Some European governments are considering amending the Schengen code, but the European Commission, the EU executive which enforces it, insists it sees no need to change the rules, either to improve security or control migration.
"When it was first enshrined, free movement meant the freedom to move to a job, not the freedom to cross borders to look for work or claim benefits," May said. "We must take some big decisions, face down powerful interests and reinstate the original principle."
As an island nation off northwest Europe, Britain is far from the frontline of the EU-wide crisis that has seen hundreds of thousands of migrants and refugees pour into the bloc this year via countries like Italy, Greece and Hungary.
But migration is a politically sensitive topic. Data on Thursday showed annual net migration to Britain hit a record high of 330,000, causing political embarrassment for Conservative Prime Minister David Cameron, who in 2010 promised to reduce it below 100,000.
Germany calls for fairer distribution
Germany and a handful of other European Union states cannot go on absorbing a disproportionate share of refugees arriving in the bloc and other members must do more, a government spokesman said on Sunday.
Germany expects the number of asylum seekers it receives to quadruple to about 800,000 this year.

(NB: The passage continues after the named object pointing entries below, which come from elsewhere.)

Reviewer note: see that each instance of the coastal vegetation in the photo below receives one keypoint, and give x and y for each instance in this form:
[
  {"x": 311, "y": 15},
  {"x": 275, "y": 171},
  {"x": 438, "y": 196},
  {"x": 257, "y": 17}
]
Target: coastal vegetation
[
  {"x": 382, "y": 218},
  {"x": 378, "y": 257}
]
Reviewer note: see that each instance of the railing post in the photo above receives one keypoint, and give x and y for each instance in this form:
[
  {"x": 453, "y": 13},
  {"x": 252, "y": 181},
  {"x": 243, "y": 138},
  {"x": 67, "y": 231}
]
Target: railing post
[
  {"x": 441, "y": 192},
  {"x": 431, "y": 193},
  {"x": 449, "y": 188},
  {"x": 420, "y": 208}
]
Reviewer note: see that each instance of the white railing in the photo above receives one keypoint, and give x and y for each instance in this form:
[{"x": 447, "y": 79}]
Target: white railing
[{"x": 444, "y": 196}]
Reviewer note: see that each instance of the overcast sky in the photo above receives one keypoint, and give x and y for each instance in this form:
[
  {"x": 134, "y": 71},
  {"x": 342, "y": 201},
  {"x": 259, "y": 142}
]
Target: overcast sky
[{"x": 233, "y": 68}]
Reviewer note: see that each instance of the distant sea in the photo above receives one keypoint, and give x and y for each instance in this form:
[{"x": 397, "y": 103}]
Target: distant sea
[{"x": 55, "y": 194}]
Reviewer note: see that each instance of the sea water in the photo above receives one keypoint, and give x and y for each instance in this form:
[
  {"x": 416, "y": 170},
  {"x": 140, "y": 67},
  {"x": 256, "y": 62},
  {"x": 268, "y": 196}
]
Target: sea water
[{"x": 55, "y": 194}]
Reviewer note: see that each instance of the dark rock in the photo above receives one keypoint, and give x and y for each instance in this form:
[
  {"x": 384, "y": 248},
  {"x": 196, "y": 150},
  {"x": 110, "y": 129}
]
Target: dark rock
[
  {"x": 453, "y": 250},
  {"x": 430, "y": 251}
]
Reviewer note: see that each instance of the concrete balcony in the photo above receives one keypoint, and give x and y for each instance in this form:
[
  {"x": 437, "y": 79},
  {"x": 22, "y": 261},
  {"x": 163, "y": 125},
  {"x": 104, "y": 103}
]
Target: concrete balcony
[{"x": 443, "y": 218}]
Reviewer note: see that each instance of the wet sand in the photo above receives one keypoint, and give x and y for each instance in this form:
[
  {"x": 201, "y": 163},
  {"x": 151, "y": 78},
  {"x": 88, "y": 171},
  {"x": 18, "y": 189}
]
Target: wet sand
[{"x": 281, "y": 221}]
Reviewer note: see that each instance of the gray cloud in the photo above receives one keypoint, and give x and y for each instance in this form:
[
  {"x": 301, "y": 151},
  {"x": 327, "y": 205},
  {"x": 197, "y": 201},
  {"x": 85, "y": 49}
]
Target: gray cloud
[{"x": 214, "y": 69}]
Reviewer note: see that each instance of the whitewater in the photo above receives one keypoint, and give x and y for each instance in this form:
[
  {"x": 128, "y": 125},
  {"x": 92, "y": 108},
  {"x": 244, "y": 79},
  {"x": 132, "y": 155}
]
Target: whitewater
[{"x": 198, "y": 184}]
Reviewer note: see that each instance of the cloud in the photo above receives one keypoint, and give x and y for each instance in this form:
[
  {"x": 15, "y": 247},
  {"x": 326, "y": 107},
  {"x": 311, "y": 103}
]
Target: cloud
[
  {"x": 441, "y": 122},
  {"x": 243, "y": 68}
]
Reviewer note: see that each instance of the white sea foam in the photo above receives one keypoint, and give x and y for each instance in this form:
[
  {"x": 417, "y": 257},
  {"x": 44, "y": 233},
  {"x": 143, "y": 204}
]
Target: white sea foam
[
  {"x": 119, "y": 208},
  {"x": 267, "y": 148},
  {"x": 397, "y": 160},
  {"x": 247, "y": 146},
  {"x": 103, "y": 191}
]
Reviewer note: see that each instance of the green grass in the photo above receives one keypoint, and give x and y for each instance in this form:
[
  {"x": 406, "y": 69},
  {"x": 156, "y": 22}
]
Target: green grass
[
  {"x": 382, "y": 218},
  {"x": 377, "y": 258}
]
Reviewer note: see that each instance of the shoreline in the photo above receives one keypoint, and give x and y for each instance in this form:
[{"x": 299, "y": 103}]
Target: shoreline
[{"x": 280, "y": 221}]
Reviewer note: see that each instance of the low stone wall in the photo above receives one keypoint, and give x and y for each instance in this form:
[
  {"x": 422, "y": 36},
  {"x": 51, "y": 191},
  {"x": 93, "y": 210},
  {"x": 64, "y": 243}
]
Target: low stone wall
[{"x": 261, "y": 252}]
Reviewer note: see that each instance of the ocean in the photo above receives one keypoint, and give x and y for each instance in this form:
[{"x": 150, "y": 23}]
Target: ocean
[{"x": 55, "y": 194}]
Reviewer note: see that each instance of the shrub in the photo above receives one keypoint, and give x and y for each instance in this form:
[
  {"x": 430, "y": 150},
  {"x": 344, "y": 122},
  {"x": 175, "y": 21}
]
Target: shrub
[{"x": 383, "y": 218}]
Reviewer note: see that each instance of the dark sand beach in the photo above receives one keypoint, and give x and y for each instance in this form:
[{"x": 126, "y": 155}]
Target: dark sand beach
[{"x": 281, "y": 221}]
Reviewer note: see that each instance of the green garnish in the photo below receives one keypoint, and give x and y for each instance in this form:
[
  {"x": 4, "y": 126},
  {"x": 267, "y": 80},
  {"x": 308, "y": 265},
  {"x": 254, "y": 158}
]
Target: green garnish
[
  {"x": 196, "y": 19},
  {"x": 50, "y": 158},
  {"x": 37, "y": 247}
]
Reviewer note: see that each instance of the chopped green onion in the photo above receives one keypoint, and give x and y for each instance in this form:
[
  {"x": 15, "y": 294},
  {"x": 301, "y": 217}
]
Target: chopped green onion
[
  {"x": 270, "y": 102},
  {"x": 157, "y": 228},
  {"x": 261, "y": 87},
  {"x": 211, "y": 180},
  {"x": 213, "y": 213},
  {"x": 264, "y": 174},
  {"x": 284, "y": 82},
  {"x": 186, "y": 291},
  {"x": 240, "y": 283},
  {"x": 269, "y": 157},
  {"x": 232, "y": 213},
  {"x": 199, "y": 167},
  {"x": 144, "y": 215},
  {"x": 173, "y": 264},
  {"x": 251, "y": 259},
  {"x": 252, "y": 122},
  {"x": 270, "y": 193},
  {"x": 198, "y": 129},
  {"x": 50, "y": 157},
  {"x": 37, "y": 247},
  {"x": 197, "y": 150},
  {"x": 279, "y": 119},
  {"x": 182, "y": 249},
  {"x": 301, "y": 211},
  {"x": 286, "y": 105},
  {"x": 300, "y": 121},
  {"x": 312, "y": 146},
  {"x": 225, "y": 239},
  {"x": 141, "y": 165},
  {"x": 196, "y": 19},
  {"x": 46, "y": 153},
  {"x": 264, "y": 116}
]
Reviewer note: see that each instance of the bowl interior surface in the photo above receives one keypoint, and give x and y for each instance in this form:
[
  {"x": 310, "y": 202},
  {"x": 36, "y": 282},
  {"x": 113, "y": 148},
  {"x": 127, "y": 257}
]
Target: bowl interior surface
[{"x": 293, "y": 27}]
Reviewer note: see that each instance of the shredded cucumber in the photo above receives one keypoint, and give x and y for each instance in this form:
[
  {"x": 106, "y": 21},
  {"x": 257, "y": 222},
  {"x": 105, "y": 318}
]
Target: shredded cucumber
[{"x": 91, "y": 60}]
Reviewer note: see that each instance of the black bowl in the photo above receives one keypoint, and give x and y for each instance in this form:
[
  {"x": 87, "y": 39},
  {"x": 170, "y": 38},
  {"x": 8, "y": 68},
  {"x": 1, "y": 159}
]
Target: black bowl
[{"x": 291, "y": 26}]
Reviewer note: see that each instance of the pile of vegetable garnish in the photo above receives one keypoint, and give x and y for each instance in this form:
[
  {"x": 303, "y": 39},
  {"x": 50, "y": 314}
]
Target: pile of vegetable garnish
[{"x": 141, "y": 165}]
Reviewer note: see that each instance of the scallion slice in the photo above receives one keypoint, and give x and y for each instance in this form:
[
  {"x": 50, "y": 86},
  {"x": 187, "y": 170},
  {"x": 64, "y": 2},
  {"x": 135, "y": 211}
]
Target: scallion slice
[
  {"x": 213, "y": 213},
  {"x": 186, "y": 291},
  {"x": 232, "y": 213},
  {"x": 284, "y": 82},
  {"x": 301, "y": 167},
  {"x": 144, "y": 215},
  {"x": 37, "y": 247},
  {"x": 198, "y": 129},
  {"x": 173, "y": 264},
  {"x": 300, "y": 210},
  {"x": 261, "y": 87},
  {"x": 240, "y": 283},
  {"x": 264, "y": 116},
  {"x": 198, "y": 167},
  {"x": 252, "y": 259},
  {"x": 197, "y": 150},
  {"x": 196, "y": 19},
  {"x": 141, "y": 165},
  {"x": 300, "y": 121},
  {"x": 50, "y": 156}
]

Two state premiers said over the weekend the total could even hit 1 million in 2015.
“Germany and a few other countries are by far ... those that receive the most refugees,” government spokesman Steffen Seibert told a news conference.
“With 28 European member states, that cannot remain the case on a continuing basis. There will have to be a fairer distribution of refugees, with more solidarity.”
Uniform EU rules on the anvil, says Italy
The European Union migrant crisis will eventually push the 28-nation bloc to adopt uniform rules for refugees and end a patchwork of norms that have exacerbated the emergency, Italian Prime Minister Matteo Renzi said.
“It will take months, but we will have a single European policy on asylum.” Renzi said the EU needed to be more present in Africa and the Middle East to improve living conditions and discourage migration. It also needed to make it easier to repatriate those not granted refugee status. “This is the time to launch a political and diplomatic offensive,” he said.
France criticises eastern Europe’s “scandalous” policy
French Foreign Minister Laurent Fabius accused eastern European states, notably Hungary, on Sunday of a “scandalous” policy towards refugees going against the values of the European Union.
“With regard to all those people who are politically chased out of their country we have to be able to welcome them,” Fabius told Europe 1 radio.
“Every country has to respond to that. France, Germany, others have, but when I see certain countries that do not accept these groups, I find that scandalous.”
“In particular eastern European states. They are extremely harsh. Hungary is part of Europe, which has values and we do not respect those value by putting up fences,” Fabius said.
Hungary, which is part of Europe’s passport-free Schengen zone, is building a fence along its border with Serbia to contain what it calls a threat to European security, prosperity and identity.
“Hungary is not respecting Europe’s common values so the European authorities need to have a serious discussions, even a stern discussion with its officials,” Fabius said.